N1-L3
The N1-L3 was a Soviet super heavy lift vehicle, its first stage (as of writing this) is the most powerful ever flown.
The N1 was intended to be the rocket to put a Russian cosmonaut on the moon before the Americans, but you probably know it for causing the biggest none nuclear man made explosion ever. The Soviet engineers had been tasked to put a man on the moon with an 8th of the budget that NASA had, and so they had to compromise a lot. The most obvious one being the amount of engines, unlike the NASA engineers the soviets couldn't find a way to stop the combustion instability that a large engine-bell causes. And so the decision was made to use lots of smaller engines on the N1, which is what made it so powerful, but it was also its biggest flaw. testing so many engines at once was near impossible and very expensive, so only a 3rd of all engines were tested at the same time, which wouldn't give the correct results and the plumbing on the N1 was very very complex.

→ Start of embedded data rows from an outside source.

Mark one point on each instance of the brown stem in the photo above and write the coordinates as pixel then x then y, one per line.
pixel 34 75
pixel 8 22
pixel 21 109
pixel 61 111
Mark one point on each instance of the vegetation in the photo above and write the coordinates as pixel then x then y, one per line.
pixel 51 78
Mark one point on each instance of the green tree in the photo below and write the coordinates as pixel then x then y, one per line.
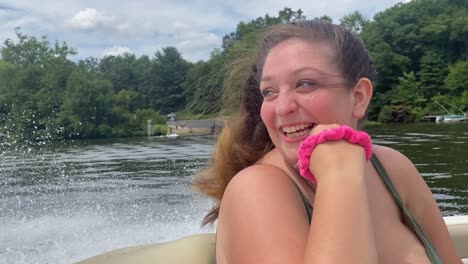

The N1 would fly 4 times, all times ending in a huge explosion. The most famous being that biggest man made none nuclear one. It happened when every engine except one shut down at the same time due to faulty AI. After the 4th launch of the N1 in 1972 the USSR had 2 flight ready N1 but the decision was made to scrap them, they had lost the race to the moon years ago and the public interest in space was falling rapidly. many belive that if they had flow the remaining N1's they might have worked, since at that point pretty much all flaws had been iron out. But no one can't say for certain. The N1 never once made it to stage sepuration, it possible ironing out the flaws in the other stages would have been just as time consuming and costly. and with the scraping of the N1, the Russian dream of puting a man on the moon died. But if they had pushed on and landed on the moon, that might have worried the americans, which might have breathed new life into the space race.
About Replica
My N1 replica you see is of the 4th and final N1 that flew. its about 2/3rds (66%) the real size of the real rocket. It is over 1.6k parts and contains the LK lander and Soyuz-LOK within its fairing. The game drops FPS a fair bit, especally when staging, but it gets better and better as more and more of the rocket drops off. but even with a decent PC expect 1 trip to the Mun and back to be about 40 min long. despite how complext it it it flies pretty well, but the roll is a bit janky for the 2nd and 3rd stage. it has just enough fuel in the 4th stage to circlerise around Kerbin and get to the Mun. Landing on the mun is pretty easy, same with getting back into orbit. just like IRL the docking mechanism can't transfer a crewmate. In the LK the is a chair that a Kerbal can sit in, and its close enough to the edge that they can get in and out without issue.